Как-то Варвара Никитична одна отправилась в приходскую церковь. И вдруг, чего с ней никогда не случалось, с полдороги вернулась обратно. На ней лица не было… Отец, шутя, спросил: «Не забыла ли она свой "благотворительный" кошель (мать всегда помогала бедным и увечным). Варвара Никитична ничего не ответили, молча прошла в дом и уединилась. Но видно ее потрясение было столь велико, что она не смогла удерживать его в себе, вечером она открылась домочадцам.
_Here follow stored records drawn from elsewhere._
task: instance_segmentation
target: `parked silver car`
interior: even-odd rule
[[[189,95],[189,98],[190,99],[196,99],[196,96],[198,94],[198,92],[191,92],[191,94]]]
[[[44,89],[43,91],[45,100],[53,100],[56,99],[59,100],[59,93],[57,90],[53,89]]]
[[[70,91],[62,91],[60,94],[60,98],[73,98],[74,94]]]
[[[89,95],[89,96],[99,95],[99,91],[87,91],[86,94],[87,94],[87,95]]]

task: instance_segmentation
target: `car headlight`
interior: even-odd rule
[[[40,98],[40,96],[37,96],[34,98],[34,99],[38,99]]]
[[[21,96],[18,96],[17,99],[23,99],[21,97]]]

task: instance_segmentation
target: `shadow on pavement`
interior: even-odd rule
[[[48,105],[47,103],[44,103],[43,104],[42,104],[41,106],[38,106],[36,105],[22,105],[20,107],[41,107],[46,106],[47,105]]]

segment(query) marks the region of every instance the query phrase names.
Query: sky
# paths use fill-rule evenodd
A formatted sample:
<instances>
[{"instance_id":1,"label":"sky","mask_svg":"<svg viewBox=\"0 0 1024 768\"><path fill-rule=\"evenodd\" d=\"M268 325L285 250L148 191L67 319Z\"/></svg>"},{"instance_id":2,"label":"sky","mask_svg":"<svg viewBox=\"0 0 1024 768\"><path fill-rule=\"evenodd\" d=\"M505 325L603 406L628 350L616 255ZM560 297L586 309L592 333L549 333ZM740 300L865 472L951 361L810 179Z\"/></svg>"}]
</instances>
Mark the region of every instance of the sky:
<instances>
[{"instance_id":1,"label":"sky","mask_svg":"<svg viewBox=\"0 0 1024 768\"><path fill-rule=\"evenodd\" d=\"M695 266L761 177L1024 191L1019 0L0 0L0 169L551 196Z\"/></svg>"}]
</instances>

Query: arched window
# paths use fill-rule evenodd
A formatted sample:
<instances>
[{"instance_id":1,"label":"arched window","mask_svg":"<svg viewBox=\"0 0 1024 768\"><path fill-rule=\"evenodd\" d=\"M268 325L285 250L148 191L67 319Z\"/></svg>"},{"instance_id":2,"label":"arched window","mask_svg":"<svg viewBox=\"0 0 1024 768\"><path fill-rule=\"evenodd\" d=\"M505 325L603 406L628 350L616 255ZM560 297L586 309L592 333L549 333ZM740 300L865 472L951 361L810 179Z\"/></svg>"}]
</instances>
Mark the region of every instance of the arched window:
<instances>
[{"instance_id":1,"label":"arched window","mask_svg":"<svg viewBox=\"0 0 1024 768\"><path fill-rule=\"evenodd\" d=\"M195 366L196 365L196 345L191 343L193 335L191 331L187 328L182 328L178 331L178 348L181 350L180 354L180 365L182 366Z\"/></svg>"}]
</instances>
Было так…. Идет она себе по тропке. Внезапно поднялся сильный ветер, настоящий вихрь, мигом завертел пыль столбом, и разом стих…. И видит мать, что прямо у ног лежит большая раскрытая книга. Она возьми, да и подыми ее. И тотчас взор упал на разверстую страницу. И прочла она там: «Варвара Облова, в девичестве Кузовкина умрет в год трехсотлетия царствующей династий, под Николу зимнего, умрет ногами?!».
Мать в ужасе отбросила книгу. Та, не коснувшись земли, растворилась в воздухе, растаяла, будто и не было её..
Все стали успокаивать мать, уверять, что ей пригрезилось, почудилось. Но по-правде сказать, сами мало верили своим доводам, потому крепко тогда призадумались. Варвара Никитична даже слегла поначалу, затем отошла, случай вроде как забылся.. Только где-то в десятом году вернулся тот страх. Стали у нее сильно пухнуть ноги, она еле ходила, а в год юбилея Романовых ноженьки совсем отнялись, и в декабре она представилась.
В год смерти матери Михаилу стукнуло тридцать лет. Давно позади школярство в Козловском реальном училище, позади изматывающие годы учебы в столичном Технологическом институте. Михаил несколько раз порывался бросить технологичку, его совершенно не прельщала инженерная стезя, он терпеть не мог точных наук, чертежей, всяческих расчетов и вычислений. Отцу приходилось неоднократно призывать сына к порядку, даже угрожать лишением наследства. Боязнь потерять отцовское расположение вынудила таки Михаила с грехом пополам дотянуть лямку постылого студенчества. В стенах института он на короткую ногу сошелся с сынками известных петербургских воротил. Ощущая себя несколько парвеню, он, тем не менее, выгодно выделялся среди жуирствущих молодчиков. Его довольно солидные познания в области изящной словесности и изобразительного искусства привлекали к нему помимо друзей оболтусов их прелестных и ветреных сестриц. Короче Михаил Облов слыл в своем кругу неким эстетствующим бонвиваном, что не помешало ему все же завести ряд весьма полезных и пригодившихся в последствие знакомств.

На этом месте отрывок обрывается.